Here comes the AI sponcon
Social media is filled with an endless supply of people selling things, from Shein try-on hauls to health supplement and gadget product placements. Influencer marketing disrupted traditional advertising, creating an army of living room salespeople pumping out content meant to entice strangers at scale — and tech companies’ vision for the future includes more automation.
TikTok announced today it was adding new capabilities to Symphony, the company’s AI ads platform it launched in 2024. The features go beyond generating basic videos and images — instead, the system’s new output mimics what audiences are used to seeing from human influencers. The company says advertisers will be able to upload images, provide a text prompt, and generate videos with virtual avatars holding products, trying on and modeling clothing, and displaying a brand’s app on a phone screen. Some features already available to TikTok users — like creating a video out of a photo — will also now be available to advertisers.
AI creep in the influencer industry has been a steady development: advertisers already have the option of using synthetic characters (sometimes resembling real people) to do things like read scripts to promote brands and products. This new set of features brings an interactivity, with virtual avatars essentially acting like human influencers by using and modeling products. or advertisers, the appeal is a mix of automating processes and cutting costs — an AI avatar can’t demand specific rates or terms in a contract, and a brand can generate an endless amount of content without recording each video separately. AI tools are also being used to target specific audience members, generate ideas for content, and dub audio into different languages. Some advertisers are moving slowly with AI-generated content or are even outright resistant to it. But the expansion of AI ads tools on TikTok signals that the platform, at least, is taking it seriously: why share TikTok Shop affiliate earnings with a thousand random creators when you could instead farm it out to a few virtual faces and bodies?

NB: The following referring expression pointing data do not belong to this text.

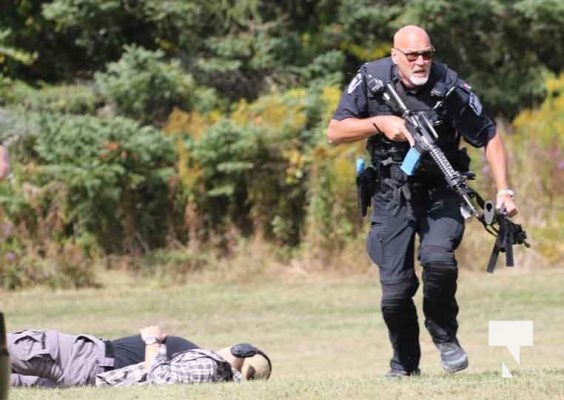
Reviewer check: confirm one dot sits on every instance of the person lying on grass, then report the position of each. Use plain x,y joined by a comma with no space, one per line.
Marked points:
49,358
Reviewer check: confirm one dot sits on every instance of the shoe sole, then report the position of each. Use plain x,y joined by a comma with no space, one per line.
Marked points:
458,368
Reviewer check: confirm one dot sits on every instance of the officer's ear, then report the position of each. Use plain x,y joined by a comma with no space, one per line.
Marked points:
394,55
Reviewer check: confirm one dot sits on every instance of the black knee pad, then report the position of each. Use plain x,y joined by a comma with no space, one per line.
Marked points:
436,255
393,293
439,280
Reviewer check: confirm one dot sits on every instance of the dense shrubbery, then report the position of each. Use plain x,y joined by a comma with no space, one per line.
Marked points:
142,130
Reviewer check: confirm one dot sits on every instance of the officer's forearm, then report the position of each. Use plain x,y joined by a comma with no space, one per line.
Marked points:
350,130
497,158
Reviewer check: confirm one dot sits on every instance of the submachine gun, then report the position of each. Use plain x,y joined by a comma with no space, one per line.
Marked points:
496,222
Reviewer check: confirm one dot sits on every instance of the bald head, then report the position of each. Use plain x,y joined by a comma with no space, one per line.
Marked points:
412,54
411,37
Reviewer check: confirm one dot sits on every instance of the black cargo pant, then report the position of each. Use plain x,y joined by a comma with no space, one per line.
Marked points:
435,217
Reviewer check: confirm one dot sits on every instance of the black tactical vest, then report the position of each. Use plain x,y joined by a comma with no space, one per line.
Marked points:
385,153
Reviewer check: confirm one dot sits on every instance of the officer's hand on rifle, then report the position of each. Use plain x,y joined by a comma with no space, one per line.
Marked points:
393,128
504,199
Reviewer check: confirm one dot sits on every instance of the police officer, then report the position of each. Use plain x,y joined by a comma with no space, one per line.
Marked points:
422,204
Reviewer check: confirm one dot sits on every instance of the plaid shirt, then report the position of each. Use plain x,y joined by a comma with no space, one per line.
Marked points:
188,367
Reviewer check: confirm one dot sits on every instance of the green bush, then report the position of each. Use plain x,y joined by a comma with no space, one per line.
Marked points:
145,87
106,180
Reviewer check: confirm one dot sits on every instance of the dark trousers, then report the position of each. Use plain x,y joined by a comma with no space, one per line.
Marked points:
436,219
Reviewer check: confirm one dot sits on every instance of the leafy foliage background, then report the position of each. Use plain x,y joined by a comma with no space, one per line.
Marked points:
139,129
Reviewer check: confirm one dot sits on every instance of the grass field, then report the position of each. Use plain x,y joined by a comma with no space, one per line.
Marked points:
323,332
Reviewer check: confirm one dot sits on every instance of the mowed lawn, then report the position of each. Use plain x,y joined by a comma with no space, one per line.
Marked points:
324,334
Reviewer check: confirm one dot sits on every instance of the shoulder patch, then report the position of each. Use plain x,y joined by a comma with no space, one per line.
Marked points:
354,83
475,104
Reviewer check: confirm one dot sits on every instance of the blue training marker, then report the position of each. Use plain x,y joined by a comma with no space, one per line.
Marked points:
359,165
411,161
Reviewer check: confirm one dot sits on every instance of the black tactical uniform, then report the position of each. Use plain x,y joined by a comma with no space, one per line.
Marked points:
403,206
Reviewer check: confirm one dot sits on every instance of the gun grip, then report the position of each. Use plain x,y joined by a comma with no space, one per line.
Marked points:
411,161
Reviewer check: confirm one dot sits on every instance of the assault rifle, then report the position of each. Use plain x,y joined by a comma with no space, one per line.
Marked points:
496,222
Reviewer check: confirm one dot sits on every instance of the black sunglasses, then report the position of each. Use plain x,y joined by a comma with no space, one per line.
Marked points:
245,350
414,55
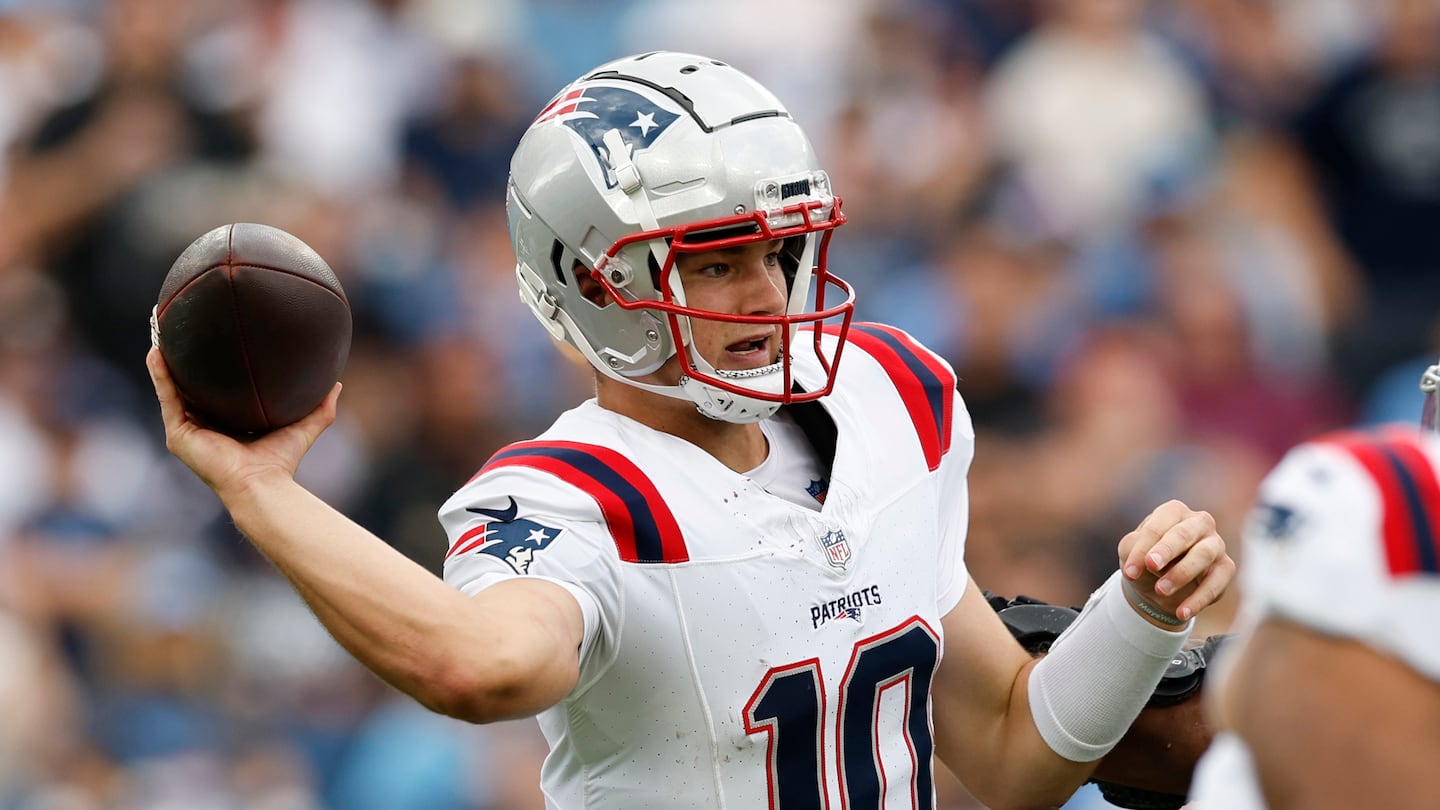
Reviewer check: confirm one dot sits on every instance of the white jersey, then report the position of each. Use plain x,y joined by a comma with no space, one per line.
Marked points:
1344,539
742,650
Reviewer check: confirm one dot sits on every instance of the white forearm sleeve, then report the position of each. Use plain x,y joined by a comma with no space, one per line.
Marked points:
1099,673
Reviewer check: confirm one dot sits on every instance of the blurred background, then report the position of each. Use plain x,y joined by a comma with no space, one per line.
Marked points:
1159,242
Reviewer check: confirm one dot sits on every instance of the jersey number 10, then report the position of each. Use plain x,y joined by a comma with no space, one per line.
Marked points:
789,708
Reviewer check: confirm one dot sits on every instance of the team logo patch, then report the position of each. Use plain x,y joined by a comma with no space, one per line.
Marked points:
818,487
510,539
851,607
592,111
837,548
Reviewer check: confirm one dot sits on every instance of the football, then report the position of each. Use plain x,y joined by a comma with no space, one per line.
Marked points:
254,327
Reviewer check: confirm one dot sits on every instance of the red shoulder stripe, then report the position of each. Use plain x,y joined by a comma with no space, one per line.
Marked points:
1410,499
925,384
641,523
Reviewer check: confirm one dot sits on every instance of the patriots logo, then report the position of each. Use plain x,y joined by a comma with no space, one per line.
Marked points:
818,487
1275,522
507,538
592,111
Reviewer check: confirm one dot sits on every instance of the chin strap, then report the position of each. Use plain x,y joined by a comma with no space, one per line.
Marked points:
1037,624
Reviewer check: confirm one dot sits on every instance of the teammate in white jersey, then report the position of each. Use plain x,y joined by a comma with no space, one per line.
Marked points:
1329,695
736,577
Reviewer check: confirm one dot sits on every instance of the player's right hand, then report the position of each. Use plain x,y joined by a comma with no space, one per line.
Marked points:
1177,561
223,463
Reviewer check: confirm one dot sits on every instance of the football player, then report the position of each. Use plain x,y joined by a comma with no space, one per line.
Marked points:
1329,693
735,577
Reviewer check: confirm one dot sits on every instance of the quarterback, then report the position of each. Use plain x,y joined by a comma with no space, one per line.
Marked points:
735,577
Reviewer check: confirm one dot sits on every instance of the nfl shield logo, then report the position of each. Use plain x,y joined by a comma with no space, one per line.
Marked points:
837,548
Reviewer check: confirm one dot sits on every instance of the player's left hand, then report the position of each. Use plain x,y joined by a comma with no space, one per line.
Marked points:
1175,559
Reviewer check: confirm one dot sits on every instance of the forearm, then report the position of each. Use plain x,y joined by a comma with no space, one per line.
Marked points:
447,650
1005,763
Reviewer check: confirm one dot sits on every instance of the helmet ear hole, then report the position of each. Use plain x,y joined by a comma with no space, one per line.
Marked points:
556,255
791,252
592,290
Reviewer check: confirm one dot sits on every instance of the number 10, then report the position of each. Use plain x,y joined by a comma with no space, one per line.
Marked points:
789,708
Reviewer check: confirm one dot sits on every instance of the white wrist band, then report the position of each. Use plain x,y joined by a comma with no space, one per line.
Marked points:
1099,673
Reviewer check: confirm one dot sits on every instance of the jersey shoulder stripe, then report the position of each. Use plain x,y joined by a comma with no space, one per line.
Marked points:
926,385
641,523
1410,499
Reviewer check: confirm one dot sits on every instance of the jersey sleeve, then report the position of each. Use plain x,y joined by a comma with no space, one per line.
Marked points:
932,408
517,522
952,574
1341,539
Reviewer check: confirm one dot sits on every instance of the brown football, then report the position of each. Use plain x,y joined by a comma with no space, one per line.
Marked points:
254,326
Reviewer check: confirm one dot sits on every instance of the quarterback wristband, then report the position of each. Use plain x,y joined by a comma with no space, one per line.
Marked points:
1099,673
1146,607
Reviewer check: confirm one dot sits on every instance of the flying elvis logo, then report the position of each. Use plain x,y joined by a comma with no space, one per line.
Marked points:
592,111
506,538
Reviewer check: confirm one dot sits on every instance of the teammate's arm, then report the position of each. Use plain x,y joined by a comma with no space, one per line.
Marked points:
1288,675
511,650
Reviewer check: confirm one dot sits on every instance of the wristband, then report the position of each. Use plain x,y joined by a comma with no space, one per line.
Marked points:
1146,607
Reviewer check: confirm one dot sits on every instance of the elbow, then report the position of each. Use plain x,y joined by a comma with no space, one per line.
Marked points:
487,691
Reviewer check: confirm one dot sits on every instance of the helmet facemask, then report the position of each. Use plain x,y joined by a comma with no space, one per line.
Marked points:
644,160
739,395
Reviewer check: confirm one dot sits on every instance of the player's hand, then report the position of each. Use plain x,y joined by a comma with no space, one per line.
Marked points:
228,464
1175,561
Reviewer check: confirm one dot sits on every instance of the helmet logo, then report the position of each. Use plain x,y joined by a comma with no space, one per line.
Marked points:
592,111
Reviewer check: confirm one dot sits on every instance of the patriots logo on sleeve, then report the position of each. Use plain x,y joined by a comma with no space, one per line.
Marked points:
1275,521
592,111
504,536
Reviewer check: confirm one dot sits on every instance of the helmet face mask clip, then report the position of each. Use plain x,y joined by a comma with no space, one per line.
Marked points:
1430,385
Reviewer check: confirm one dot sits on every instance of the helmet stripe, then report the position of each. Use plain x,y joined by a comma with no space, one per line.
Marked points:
641,525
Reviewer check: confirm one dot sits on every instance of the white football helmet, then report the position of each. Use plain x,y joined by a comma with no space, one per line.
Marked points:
657,154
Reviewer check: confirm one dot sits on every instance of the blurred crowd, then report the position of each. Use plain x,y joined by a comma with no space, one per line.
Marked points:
1159,241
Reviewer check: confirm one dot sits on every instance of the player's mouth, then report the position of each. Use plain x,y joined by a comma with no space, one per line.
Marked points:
752,352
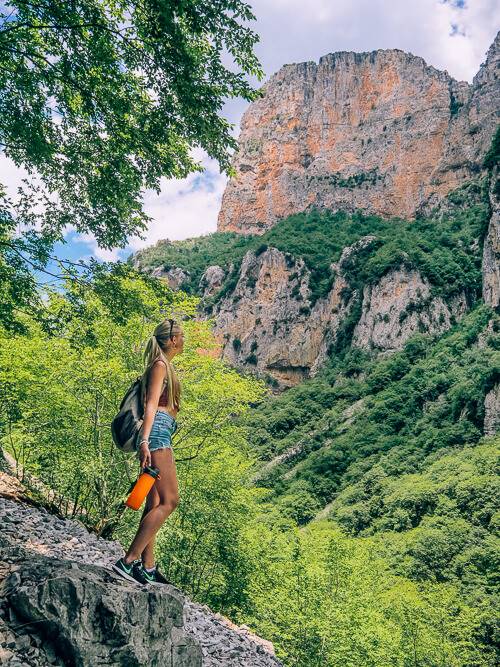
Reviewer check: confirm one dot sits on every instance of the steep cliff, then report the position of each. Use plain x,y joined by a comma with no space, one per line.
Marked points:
269,323
380,132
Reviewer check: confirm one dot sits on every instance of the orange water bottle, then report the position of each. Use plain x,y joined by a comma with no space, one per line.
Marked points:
142,487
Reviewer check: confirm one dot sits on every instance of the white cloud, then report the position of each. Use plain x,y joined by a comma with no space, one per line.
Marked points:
296,31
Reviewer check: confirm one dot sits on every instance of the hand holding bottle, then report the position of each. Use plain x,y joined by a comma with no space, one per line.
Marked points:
144,454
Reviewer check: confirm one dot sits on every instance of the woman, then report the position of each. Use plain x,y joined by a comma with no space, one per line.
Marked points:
154,448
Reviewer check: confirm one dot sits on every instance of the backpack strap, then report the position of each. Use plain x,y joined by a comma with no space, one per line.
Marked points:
144,383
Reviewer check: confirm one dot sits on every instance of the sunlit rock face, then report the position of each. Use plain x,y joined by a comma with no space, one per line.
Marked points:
380,132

For human influencers, the potential threat of AI is two-fold: synthetic content could be used in place of human work, and the influx of AI-generated videos could drive rates down for everyone. But so far, AI tools in the influencer space are largely behind the scenes: content creators say they are using AI tools to edit and plan content or find brand deals, even as tech companies continue to push AI-generated profiles and characters. AI-generated sponsored videos — especially of something like trying on clothes or using an app — significantly expand the bounds of influencer content. Is it really a product recommendation if the entity trying to sell you on it doesn’t exist? And if all brands need to promote something is a body, what does it mean for the human influencers that the cheapest, fastest path with the least resistance is being pushed by the platforms they rely on for their income?
TikTok says all content generated using the ads tool will have a label indicating it as AI-generated, and that it will go through “multiple rounds of safety review.”